Très affaibli, il meurt le 20 janvier 1875 dans la maison où il vivait depuis 1849. Trois semaines auparavant, le curé avait accepté de le marier religieusement à Catherine Lemaire, la mère de ses neuf enfants, qu'il avait épousée civilement en 1853, quelques mois après la mort de sa mère. L'on ne peut s'empêcher de voir dans cette démarche le désir d'épargner à sa famille la honte d'un enterrement civil plutôt qu'un acte de foi.
Le 11 mai 1875, une vente est réalisée dans son atelier. L'Etat y achète -enfin- deux tableaux et seize dessins. Un mois plus tard, après un mois d'exposition; la collection de pastels réunie par Emile Gavet est mise aux enchères. Sur les 95 pastels et dessins proposés, quarante sont acquis par les collectionneurs de Boston  ( dont Quincy Adam Shaw).

S'il eut -relativement – quelque mal à se faire admettre, Millet  eut une postérité forte et durable. On songe à Van Gogh qui le revendiqua comme « père » et s'évertua à s'en inspirer de manière déclarée. On songe aux Impressionniste, bien sûr, à qui il ouvrit la voie mais dont la gloire éclipsa la sienne. Et aux Japonais enfin qui entamèrent avec Millet un dialogue amoureux posthume qui n'est pas terminé. C'est Antonio Fontanesi, titulaire de la chaire de paysage de l'Academia Albertina di Belli Arti de Turin qui fut leur initiateur. Appelé à Tokyo en 1876 pour mettre sur pied au Japon un enseignement comparable à celui dispensé en Italie,
il commença par faire copier par ses élèves, à la mine de plomb ou au conté, des gravures et des photographies des oeuvres d'artistes occidentaux célèbres, celles de Millet et de l'Ecole de Barbizon notamment. Leur sensibilité fit le reste. Et les Japonais sont devenus  de vrais amateurs de Millet qui figure désormais en bonne place dans leurs collections publiques ou privées. Si l'on se souvient que, dans les années 1860, Rousseau et Millet s'étaient mis à collectionner les estampes japonaises, il sera permis  de penser que rien n'est dû au hasard.

Quant au succès populaire des icônes les plus célèbres de Millet, les Glaneuses m:ais surtout l'Angelus, il a certainement plus desservi le peintre qu'il ne l'a servi. Considéré un temps comme « rouge »  et un peu vite assimilé aux révolutionnaires de 1848, il en vint a être récupéré par la frange la plus conservatrice de la société et les médiocres reproductions de l 'Angelus ont pris place aux côtés des saint-sulpiceries dans les lieux de culte catholiques... Bref, Millet est devenu un peintre conformiste par la seule force du cliché! Cette récupération s'est faite peu à peu, au fur et à mesure que montait la cote du tableau : vendu en 1860 mille francs  (soit 5300 euros) à Papeleu, il fut racheté, après avoir changé de mains plusieurs fois,par Chauchard huit cent mille francs, une quarantaine d'années plus tard! Au fur et à mesure également qu'on fabriquait de Millet une image nourrie de biographies bien pensantes, dans la lignée de celle qu'avait écrite son  ami Sensier et que Paul Muntz avait éditée en 1881.

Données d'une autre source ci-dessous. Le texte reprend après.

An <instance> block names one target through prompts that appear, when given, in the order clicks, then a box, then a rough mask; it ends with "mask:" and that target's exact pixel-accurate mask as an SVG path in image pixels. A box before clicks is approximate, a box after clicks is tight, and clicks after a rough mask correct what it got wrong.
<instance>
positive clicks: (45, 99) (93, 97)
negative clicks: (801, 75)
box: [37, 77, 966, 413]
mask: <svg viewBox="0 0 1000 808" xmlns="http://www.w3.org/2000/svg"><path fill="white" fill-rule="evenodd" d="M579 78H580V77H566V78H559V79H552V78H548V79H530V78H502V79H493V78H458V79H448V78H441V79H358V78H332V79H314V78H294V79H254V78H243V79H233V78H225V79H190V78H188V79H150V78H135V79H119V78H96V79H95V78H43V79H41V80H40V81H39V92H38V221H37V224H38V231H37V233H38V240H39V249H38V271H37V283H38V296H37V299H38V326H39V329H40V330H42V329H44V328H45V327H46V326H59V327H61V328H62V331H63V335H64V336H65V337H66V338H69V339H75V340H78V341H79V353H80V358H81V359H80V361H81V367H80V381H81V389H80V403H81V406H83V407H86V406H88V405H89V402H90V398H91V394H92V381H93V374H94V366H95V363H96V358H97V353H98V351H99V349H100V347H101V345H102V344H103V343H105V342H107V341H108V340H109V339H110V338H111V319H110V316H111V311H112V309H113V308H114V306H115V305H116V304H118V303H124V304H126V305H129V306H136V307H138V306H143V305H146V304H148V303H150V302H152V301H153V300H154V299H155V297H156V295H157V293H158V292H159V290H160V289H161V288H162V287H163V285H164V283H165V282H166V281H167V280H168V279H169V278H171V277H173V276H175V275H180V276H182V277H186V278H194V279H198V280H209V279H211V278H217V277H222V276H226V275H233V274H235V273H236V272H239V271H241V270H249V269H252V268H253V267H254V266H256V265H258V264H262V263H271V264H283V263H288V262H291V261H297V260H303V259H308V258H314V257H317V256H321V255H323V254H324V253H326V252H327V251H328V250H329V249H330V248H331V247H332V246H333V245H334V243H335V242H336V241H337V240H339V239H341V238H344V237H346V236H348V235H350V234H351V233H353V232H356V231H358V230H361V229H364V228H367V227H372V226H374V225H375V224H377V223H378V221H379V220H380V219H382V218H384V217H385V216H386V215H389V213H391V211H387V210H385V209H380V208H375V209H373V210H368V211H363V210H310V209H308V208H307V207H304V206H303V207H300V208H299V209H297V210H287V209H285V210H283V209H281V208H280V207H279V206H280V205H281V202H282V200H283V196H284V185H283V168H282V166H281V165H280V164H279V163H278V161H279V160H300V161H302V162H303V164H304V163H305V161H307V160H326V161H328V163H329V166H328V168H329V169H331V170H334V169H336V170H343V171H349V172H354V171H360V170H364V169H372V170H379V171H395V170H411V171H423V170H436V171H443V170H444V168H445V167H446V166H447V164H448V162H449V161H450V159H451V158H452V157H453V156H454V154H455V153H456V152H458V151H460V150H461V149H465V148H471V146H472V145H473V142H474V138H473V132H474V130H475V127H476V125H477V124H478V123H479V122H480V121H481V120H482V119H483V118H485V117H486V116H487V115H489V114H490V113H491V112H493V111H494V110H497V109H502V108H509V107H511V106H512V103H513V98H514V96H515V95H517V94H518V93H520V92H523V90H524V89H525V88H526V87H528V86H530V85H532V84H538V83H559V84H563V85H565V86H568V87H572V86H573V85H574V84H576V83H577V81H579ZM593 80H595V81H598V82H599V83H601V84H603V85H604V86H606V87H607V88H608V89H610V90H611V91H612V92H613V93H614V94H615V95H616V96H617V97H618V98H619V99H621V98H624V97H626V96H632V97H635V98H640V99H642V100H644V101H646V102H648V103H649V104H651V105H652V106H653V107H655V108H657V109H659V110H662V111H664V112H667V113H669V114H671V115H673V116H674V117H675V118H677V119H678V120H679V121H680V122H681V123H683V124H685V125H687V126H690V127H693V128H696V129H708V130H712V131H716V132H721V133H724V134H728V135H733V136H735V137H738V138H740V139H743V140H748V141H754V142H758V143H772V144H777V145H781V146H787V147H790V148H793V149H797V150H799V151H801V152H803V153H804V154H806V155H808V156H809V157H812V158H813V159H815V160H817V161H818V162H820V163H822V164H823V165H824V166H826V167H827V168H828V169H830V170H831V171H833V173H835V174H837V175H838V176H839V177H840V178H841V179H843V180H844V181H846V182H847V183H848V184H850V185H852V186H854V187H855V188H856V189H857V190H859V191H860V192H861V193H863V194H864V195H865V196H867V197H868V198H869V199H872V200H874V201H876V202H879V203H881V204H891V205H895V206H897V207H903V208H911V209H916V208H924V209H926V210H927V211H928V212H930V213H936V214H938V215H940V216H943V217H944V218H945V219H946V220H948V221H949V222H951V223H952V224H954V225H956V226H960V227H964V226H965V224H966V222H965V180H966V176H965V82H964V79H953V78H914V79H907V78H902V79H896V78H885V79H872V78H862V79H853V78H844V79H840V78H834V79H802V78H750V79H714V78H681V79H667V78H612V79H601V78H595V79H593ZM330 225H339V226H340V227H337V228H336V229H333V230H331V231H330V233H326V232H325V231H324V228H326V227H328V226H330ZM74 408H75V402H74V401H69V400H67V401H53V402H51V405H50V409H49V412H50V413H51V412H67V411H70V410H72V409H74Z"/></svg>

Pourtant, si l'Angelus est l'un des tableaux les plus connus du monde, ce n'est certainement pas le meilleur de Millet et cette notoriété lui vient de ses avatars. Peut-être que le pauvre Van Gogh, dans son souci insensé de rattraper le maître en le copiant, lui a-t-il rendu le mauvais service de désacraliser son oeuvre et de permettre qu'on banalise une icône dès lors sans signification. Restait à lui rendre du sens ,ce à quoi s'employèrent caricaturistes et publicistes ainsi que Dali dont le « Mythe tragique de l'Angelus de Millet » publié en 1963 est une application de la méthode paranocritique à l'élucidation (forcément sexuelle) de l'oeuvre de « Jean-François Millet : ce peintre incommensurablement incompris ».